Officials nonetheless promoted the arbitrary rule because they didn’t trust Americans to understand scientific nuance or, for that matter, anything. Businesses, churches and schools that weren’t forced to close had to spend money reconfiguring their operations to comply with these government guidelines.
It’s nice of Dr. Fauci to acknowledge now that the rule lacked a scientific basis. But at the time he and other officials didn’t want to acknowledge this lest the public question other Covid nostrums. Dr. Fauci had already undermined public trust by confessing that his advice not to wear a mask early in the pandemic was guided by political expedience.

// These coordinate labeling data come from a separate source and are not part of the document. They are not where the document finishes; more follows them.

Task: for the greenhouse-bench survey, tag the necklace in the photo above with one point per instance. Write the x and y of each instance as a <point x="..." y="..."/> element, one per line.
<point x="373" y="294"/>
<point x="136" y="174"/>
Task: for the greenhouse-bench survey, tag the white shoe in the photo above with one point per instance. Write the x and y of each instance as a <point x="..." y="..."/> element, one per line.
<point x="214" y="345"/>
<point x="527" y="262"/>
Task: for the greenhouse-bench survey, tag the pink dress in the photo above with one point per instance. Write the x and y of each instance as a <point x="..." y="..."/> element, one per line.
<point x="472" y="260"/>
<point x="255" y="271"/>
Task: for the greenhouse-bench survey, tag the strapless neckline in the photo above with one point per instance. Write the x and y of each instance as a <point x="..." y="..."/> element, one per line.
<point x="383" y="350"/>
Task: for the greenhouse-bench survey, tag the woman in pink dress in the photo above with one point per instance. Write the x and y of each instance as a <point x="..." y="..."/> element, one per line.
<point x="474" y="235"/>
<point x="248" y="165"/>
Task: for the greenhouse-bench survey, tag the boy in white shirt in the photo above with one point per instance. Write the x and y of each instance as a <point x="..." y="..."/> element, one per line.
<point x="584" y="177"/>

Dr. Fauci also told the House that vaccine mandates “could increase vaccine hesitancy in the future,” according to Chairman Brad Wenstrup. Yes, it may, as we warned when President Biden imposed his vaccine mandates. Yet Dr. Fauci insisted that making life difficult for unvaccinated Americans would compel them to fall into line.
Making life difficult may have also been the point of the six-feet rule. Officials effectively forced businesses and schools to close by making it exceedingly burdensome to stay open, all the while dodging responsibility.
“Show me a school that I shut down and show me a factory that I shut down,” Dr. Fauci told the New York Times last April. “Never. I never did. I gave a public-health recommendation that echoed the C.D.C.’s recommendation, and people made a decision based on that.” He’s too modest. He knows his recommendations, backed by a conformist press, put pressure on politicians to agree with him.
Government lockdowns caused enormous economic and social damage that may never be made up. It will also be hard for health officials to recoup the public trust they squandered with their hubris and prevarications.